Shutter (Thai: ชัตเตอร์ กดติดวิญญาณ Chattoe: Kot Tit Winyan, "Shutter: Press to Capture Ghosts") is a 2004 Thai supernatural horror film by Banjong Pisanthanakun and Parkpoom Wongpoom; starring Ananda Everingham, Natthaweeranuch Thongmee, and Achita Sikamana. It focuses on mysterious images seen in developed pictures. The film was a huge box office success, making it one of the best known horror films from Thailand and recognized worldwide.

The film was remade in Telugu as Photo, in Tamil as Sivi, in English  under the same name and in Hindi as Click.

Plot
After a friends' party, Jane (Natthaweeranuch Thongmee) and her photographer boyfriend Tun (Ananda Everingham) get into a car accident, with Jane accidentally running over a woman. Tun prohibits her from getting out of the car; they drive away, leaving the girl on the road.

Tun begins to discover mysterious white shadows and faces in his photographs. Jane thinks these images may be the ghost of the girl they hit. Tun, who has been experiencing severe neck pains since the accident, visits a specialist and is dismayed to find that his weight is double his regular weight. He dismisses the idea of being haunted, though his friends are also being disturbed by this entity.

Jane discovers that the girl was Natre, a shy young woman who had attended the same college as Tun. Tun admits that he and Natre were in a relationship, which Tun had kept secret from his friends. Natre loved Tun and threatened to commit suicide when he broke off the relationship. Tun witnesses his friend, Tonn, committing suicide, and discovers that his two other close friends from college have also committed suicide. Believing that they have been coerced into doing so by Natre's ghost, Tun becomes convinced he will be next.
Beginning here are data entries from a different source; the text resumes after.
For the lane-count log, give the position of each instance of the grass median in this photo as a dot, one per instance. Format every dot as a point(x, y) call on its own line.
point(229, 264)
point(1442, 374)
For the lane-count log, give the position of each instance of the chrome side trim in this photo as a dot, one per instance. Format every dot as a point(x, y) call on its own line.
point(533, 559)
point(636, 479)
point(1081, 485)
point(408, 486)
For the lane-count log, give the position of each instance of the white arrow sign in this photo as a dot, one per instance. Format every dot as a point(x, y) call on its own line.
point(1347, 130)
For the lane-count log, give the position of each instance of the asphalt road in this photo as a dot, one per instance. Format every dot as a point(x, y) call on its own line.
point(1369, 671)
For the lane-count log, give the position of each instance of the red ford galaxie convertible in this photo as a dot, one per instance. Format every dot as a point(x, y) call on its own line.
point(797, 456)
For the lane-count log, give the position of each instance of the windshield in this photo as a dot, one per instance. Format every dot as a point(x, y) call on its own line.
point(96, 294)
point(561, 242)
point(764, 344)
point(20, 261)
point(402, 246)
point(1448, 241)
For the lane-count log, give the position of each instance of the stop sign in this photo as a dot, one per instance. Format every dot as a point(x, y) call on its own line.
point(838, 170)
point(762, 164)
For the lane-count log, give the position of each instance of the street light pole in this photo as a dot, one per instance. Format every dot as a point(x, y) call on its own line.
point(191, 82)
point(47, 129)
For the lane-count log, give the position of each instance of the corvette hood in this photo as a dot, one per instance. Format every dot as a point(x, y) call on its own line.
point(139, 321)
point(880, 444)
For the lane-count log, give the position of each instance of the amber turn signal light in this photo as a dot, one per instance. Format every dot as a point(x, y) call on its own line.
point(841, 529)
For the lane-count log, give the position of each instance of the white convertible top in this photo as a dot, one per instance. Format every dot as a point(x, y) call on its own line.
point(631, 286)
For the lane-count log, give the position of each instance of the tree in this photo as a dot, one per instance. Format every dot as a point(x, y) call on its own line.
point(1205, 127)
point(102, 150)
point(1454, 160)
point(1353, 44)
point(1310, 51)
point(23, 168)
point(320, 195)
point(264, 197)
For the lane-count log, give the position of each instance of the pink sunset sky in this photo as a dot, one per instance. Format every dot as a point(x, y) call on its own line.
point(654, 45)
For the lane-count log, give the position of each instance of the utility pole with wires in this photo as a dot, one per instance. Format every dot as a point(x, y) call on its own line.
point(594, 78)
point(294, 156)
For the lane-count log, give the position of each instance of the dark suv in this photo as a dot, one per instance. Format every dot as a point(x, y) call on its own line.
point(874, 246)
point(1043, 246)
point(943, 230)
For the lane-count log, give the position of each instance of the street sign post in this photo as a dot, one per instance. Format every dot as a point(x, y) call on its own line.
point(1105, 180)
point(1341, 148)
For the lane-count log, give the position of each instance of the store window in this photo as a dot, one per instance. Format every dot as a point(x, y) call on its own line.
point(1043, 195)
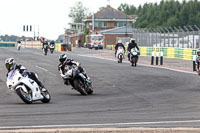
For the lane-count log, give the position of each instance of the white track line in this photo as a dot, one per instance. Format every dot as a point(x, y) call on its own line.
point(103, 124)
point(38, 54)
point(42, 68)
point(138, 63)
point(46, 70)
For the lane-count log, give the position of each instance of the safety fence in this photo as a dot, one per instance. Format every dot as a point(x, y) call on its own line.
point(37, 44)
point(7, 44)
point(168, 52)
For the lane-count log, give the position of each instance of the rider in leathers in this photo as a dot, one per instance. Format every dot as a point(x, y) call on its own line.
point(131, 45)
point(11, 66)
point(119, 44)
point(69, 62)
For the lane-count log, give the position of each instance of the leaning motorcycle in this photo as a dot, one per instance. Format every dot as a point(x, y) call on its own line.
point(26, 88)
point(78, 79)
point(120, 54)
point(134, 57)
point(18, 46)
point(52, 47)
point(45, 49)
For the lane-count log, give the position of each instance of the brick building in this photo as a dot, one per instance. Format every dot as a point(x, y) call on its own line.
point(109, 22)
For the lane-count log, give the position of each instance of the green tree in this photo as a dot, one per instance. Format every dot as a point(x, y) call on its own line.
point(78, 12)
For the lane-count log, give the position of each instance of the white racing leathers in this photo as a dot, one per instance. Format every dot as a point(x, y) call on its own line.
point(26, 88)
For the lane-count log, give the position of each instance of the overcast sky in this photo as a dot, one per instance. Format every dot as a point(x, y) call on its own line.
point(51, 16)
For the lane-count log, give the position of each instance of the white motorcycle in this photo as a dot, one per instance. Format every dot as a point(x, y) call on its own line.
point(120, 54)
point(26, 88)
point(134, 56)
point(19, 46)
point(52, 47)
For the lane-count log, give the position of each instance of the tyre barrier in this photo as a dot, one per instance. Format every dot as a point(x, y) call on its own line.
point(158, 52)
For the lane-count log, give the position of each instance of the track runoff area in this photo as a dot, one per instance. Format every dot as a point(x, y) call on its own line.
point(143, 96)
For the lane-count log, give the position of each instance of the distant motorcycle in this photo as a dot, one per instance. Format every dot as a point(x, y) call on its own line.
point(120, 54)
point(19, 46)
point(52, 47)
point(134, 57)
point(80, 81)
point(45, 49)
point(26, 88)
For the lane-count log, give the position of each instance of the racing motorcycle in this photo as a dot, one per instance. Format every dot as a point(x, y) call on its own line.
point(80, 81)
point(26, 88)
point(134, 57)
point(18, 46)
point(45, 49)
point(120, 54)
point(52, 47)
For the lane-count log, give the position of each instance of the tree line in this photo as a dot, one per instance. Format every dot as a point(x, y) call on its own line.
point(164, 14)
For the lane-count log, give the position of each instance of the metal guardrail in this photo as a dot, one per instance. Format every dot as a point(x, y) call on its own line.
point(180, 37)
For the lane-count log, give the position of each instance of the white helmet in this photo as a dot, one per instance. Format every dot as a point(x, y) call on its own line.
point(132, 39)
point(119, 41)
point(198, 51)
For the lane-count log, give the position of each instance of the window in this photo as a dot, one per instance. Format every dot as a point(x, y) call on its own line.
point(74, 27)
point(120, 23)
point(100, 24)
point(104, 24)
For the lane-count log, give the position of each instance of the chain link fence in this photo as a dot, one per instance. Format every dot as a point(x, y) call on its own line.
point(180, 37)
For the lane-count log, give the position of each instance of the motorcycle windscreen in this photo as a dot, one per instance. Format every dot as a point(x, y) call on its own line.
point(12, 73)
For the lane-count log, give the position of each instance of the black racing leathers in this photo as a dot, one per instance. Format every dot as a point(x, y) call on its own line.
point(130, 46)
point(68, 62)
point(119, 45)
point(45, 45)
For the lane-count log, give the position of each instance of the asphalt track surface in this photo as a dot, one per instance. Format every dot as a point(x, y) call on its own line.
point(123, 96)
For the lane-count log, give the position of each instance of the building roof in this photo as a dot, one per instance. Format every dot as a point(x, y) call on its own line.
point(118, 30)
point(109, 13)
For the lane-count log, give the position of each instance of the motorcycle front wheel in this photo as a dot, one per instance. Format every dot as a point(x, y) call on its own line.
point(79, 86)
point(26, 97)
point(47, 96)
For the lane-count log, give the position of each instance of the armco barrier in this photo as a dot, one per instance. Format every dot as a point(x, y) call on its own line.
point(59, 47)
point(7, 44)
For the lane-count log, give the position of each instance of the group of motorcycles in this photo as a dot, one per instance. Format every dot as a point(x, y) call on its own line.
point(28, 90)
point(133, 55)
point(51, 47)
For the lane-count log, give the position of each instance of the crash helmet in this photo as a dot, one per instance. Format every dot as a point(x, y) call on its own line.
point(62, 58)
point(132, 40)
point(198, 52)
point(10, 63)
point(119, 41)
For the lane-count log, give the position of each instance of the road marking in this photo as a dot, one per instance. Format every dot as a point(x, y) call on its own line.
point(138, 64)
point(46, 70)
point(103, 124)
point(38, 54)
point(42, 68)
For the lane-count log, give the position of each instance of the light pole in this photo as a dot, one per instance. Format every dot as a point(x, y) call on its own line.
point(173, 34)
point(188, 34)
point(193, 46)
point(198, 33)
point(168, 34)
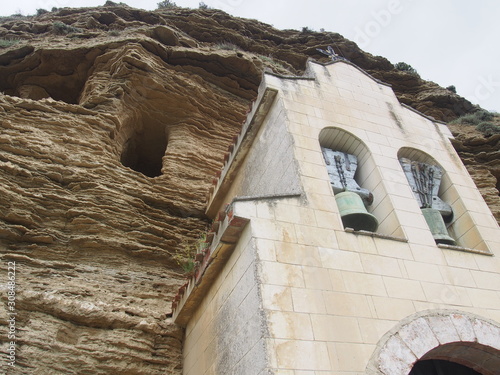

Tun and Jane visit Natre's mother and discover Natre's decaying body in the bedroom. Natre had committed suicide, but her mother could not bear to have her cremated. They convince her mother to have a proper funeral for her, after which Jane hopes that everything will return to normal. They spend the night at a hotel, where Tun is confronted by Natre's ghost. While trying to get away, he falls off a fire escape and is injured.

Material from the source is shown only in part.